It’s Tuesday (and it takes time and some discussion for each of us to confirm we’re right about the day of the week). I calculated we have about 10 weeks left here exactly, which means 12 more weeks for me on sabbatical – not bad.
This past weekend, I got my first pangs of feeling disconnected from everyone else I know in the U.S., including those at work. That’s surprising when you think about it, but it happened last time I lived here, in 1998. I genuinely missed my home and everyone I know there.
It’s also showing signs of autumn here, with the first indications that summer’s winding down. We’ve been picking blackberries on our daily long walk, and observing the crops as they progress: turnips, corn, and today, two farmers picking potatoes out of the dirt. They explained how they’d make potato salad out of them, but that’s all we could understand with our limited German.
On Saturday we went to Sindelfingen, which is near Stuttgart, to meet my mom’s friend Barbara and procure a GPS from her that she bought for my mom. Barbara is a civilian who works for the U.S. Army here in Germany, and she gets discounts on electronics and other items like this. The GPS works throughout Europe and the U.S.; the other one my mom has only works in Germany. So this will come in handy when we travel to France next week.
There’s a market in Sindelfingen on Saturdays, and we bought some fruits, vegetables, bread, jams, and French cheeses there. There’s also a bouncy-house for the kids, but Charlotte got slammed in it by a little boy, and that dampened the mood. We had a coffee, and headed back to Besigheim to prepare for the heu-fest that evening. This is an annual party thrown by our friend Christoph (Benny’s dad) on a plot of land in the woods, near the Neckar river. It’s actually close to the long walk we take each day with our flat-coat retriever, Merlin.
The party started with cake and coffee – which seems inverted to me, as an American, where things often end with cake and coffee – and after the cake, we had a champagne toast. They sang a song in German as we held our glasses in the air, then we drank and moved on to the lighting of the coals, for the barbecue. Christoph is a retired history teacher who used to be married to an American woman, Georgia, who was also at the party. He’s now with a German woman named Hanne.
Lily befriended another girl her age, Emma-Lou, and they followed each other around for the next five hours or so, until the end of the evening when everyone started to get sleepy around the campfire, singing songs and playing guitar. I met several of Christoph’s friends: there was no light conversation, which I appreciated. I asked Bruno where he was born and he laughed, then went on for a solid 15 minutes to tell me about his time growing up in World War II in Poland, how they fled the area with no papers, no money, and landed in Ludwigsburg (10 minutes from Besigheim).

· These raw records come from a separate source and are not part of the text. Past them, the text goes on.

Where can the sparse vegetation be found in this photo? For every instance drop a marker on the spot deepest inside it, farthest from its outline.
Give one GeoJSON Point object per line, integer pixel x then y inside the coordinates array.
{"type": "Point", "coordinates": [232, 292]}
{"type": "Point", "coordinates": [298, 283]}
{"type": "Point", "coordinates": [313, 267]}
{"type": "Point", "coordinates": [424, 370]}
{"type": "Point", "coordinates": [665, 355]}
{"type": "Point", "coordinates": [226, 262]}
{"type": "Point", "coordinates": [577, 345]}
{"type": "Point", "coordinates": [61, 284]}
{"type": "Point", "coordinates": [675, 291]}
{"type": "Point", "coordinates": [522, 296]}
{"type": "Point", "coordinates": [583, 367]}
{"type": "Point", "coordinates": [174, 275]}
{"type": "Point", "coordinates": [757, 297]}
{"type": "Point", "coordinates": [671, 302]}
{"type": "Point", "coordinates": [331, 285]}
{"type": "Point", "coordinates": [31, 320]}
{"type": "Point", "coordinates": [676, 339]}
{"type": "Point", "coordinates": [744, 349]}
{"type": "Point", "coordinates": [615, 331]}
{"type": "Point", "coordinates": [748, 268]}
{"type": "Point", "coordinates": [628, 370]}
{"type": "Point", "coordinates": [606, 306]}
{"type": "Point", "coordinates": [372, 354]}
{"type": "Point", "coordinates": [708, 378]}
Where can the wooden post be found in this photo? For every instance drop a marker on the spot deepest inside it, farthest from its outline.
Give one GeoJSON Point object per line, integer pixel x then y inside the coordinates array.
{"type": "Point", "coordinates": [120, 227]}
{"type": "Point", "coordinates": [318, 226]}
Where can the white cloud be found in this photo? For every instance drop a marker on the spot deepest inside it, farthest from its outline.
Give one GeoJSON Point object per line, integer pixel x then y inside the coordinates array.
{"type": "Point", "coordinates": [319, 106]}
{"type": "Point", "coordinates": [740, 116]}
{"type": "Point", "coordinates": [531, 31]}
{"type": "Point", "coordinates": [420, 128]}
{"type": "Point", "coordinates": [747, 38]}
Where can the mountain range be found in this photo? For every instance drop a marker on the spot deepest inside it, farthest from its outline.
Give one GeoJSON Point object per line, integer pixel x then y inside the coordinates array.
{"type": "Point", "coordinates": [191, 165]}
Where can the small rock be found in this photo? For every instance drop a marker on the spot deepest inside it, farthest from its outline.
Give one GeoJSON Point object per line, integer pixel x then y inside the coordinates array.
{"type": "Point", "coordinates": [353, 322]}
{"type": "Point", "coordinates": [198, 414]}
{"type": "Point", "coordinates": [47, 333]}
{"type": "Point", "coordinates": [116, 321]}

Astrid (Bernard’s wife) explained how she and her husband Bernard travelled from Germany to Hungary via horse-drawn cart this past May, which took several weeks, then Bernard suffered a heartattack there, requiring them to travel back to Germany via hangar with the horses. Bernard brought bows he made by hand, and an alpenhorn which we all took turns playing, including Lily, who was actually able to make sounds with it, from her little lungs.
Sunday, Dawn and my mom painted the office while I kept the girls entertained at the pool. I cooked the pasta carbonara that night using noodles and zucchini I got at the market in Sindelfingen, and olive oil from Tuscany.